Membre de la Commission d’information (CI) de la Fedevaco de début 2007 à Janvier 2020, tu as investi bénévolement de nombreuses années à l’accompagnement de projets d’information et de sensibilisation en Suisse : que retiens-tu de cet engagement ?

Avant d’arriver à la Fedevaco, le champ de la coopération au développement, ne m’était pas totalement inconnu. Je m’y étais déjà intéressé durant mes études et avais continué à en suivre l’actualité durant ma vie professionnelle d’enseignant.

La collaboration avec la CI m’a donc permis d’approcher plus concrètement certaines des problématiques liées aux relations Nord-Sud et aux tentatives visant à combler l’écart économique, mais aussi politique et culturel, qui sépare – schématiquement – les deux hémisphères de la planète. Financer des projets d’information et de sensibilisation à l’intention de la population du Nord contribue ainsi à ce même objectif, puisque nombre de clichés et d’informations fausses ou biaisées continuent de circuler ici à ce sujet.

Quelle était ta première motivation lors de ton entrée à la CI ?

Elle était de consacrer une part du temps libre dégagé par la retraite à des activités socialement utiles et intéressantes. Cela dans un cadre si possible sympathique et motivant, poursuivant des visées compatibles avec mes valeurs, mes intérêts et ma vision des relations internationales. Une vision qu’on aurait pu qualifier, à l’époque, d’« altermondialiste ». J’ai globalement trouvé cela à la FEDEVACO, ainsi que dans mes autres engagements (Centrale Sanitaire Suisse Romande, E-CHANGER, ROC-VD[1]…)

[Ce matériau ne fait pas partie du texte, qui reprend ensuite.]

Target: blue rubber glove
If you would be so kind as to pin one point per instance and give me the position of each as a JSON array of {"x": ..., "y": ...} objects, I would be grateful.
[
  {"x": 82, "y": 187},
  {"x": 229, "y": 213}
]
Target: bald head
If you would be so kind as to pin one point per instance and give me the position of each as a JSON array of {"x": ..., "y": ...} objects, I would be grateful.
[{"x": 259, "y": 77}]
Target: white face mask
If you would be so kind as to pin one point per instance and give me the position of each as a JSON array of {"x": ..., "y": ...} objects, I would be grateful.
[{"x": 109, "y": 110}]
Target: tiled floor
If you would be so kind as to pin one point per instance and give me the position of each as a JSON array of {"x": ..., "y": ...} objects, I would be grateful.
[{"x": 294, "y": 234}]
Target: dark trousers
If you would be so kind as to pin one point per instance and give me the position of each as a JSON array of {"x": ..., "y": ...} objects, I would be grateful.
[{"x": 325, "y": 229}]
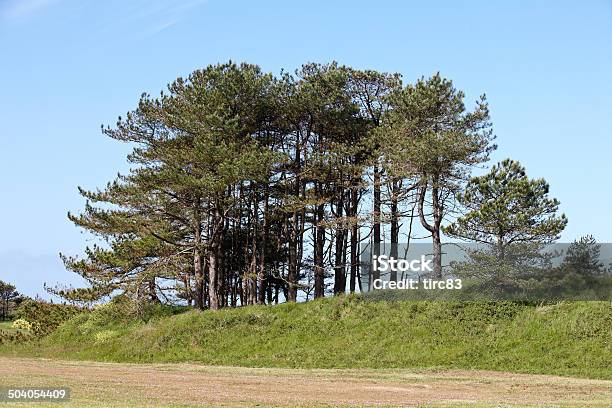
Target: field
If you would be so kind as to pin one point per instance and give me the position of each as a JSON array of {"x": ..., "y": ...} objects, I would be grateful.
[
  {"x": 187, "y": 385},
  {"x": 570, "y": 338},
  {"x": 344, "y": 351}
]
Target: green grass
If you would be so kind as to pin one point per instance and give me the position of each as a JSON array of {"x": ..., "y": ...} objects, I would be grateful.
[
  {"x": 7, "y": 326},
  {"x": 571, "y": 338}
]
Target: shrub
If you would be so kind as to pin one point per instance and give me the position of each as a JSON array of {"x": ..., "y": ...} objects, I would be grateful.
[
  {"x": 15, "y": 337},
  {"x": 45, "y": 317},
  {"x": 22, "y": 324}
]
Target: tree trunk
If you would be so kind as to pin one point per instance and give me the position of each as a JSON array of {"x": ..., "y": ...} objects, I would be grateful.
[
  {"x": 376, "y": 214},
  {"x": 197, "y": 258}
]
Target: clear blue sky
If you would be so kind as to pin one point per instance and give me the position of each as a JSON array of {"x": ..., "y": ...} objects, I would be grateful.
[{"x": 68, "y": 66}]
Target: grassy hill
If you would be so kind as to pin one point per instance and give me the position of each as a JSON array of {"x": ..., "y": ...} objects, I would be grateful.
[{"x": 571, "y": 338}]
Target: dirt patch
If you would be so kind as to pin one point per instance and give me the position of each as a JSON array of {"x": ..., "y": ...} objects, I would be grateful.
[{"x": 104, "y": 384}]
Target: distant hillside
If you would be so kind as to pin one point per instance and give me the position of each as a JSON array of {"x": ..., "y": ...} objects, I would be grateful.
[{"x": 571, "y": 338}]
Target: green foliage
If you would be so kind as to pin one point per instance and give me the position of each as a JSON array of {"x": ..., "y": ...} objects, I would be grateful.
[
  {"x": 45, "y": 317},
  {"x": 568, "y": 338},
  {"x": 22, "y": 324},
  {"x": 505, "y": 207}
]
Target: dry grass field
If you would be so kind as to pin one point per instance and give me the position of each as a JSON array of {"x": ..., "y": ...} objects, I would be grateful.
[{"x": 95, "y": 384}]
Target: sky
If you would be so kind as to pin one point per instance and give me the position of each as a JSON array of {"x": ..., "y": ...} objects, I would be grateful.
[{"x": 68, "y": 66}]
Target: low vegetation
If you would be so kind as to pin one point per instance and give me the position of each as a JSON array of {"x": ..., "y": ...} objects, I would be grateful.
[{"x": 566, "y": 338}]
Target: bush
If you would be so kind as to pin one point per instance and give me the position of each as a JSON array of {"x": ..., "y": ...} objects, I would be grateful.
[
  {"x": 14, "y": 337},
  {"x": 22, "y": 324},
  {"x": 45, "y": 317}
]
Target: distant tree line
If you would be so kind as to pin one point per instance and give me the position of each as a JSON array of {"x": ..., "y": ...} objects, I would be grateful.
[{"x": 248, "y": 188}]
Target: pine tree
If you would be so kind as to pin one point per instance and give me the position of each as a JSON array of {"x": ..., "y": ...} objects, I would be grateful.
[{"x": 505, "y": 207}]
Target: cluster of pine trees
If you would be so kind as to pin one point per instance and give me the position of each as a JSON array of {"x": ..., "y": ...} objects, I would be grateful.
[{"x": 250, "y": 188}]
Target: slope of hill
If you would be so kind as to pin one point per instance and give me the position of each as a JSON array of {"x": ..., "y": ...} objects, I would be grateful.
[{"x": 570, "y": 338}]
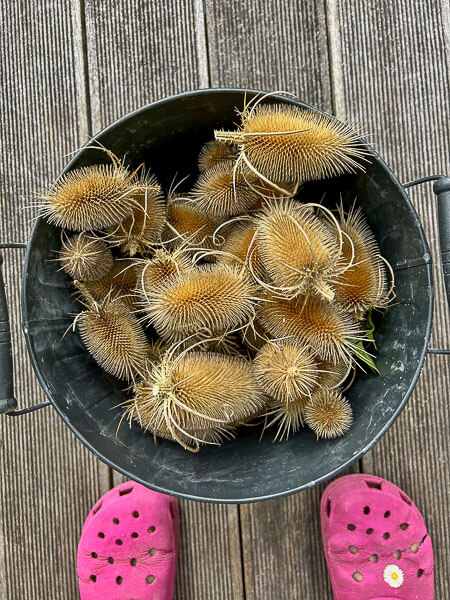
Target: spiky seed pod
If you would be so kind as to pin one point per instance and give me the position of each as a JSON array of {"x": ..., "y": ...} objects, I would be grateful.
[
  {"x": 186, "y": 224},
  {"x": 285, "y": 371},
  {"x": 84, "y": 258},
  {"x": 215, "y": 152},
  {"x": 220, "y": 193},
  {"x": 328, "y": 414},
  {"x": 364, "y": 285},
  {"x": 298, "y": 251},
  {"x": 119, "y": 282},
  {"x": 139, "y": 232},
  {"x": 214, "y": 299},
  {"x": 195, "y": 397},
  {"x": 328, "y": 329},
  {"x": 90, "y": 198},
  {"x": 288, "y": 143},
  {"x": 114, "y": 337}
]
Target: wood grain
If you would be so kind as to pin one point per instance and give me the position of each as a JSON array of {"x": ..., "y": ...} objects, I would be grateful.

Si tu ne devais retenir qu’un projet qui t’a particulièrement marqué ou un souvenir fort, lequel choisirais-tu ?

Difficile d’élire un seul projet, puisque la majorité de ceux que nous avons soutenus avaient tous des aspects porteurs de changements positifs. Cela dit, les projets soumis à la CI par Public Eye (ex Déclaration de Berne) m’ont toujours impressionné par leur sérieux et leur impact en termes de communication.

Outre les projets proprement dits, les activités qui m’ont particulièrement motivé sont celles sont celles faisant occasionnellement appel, au-delà des facultés d’analyse critique des membres de la CI, à leur créativité. Je pense notamment à un petit film de sensibilisation élaboré avec la collaboration d’étudiantes de l’ECAL et intitulé « Un seau sur la tête », visant à illustrer de manière humoristique les problèmes causés dans le Sud par la pénurie d’eau potable.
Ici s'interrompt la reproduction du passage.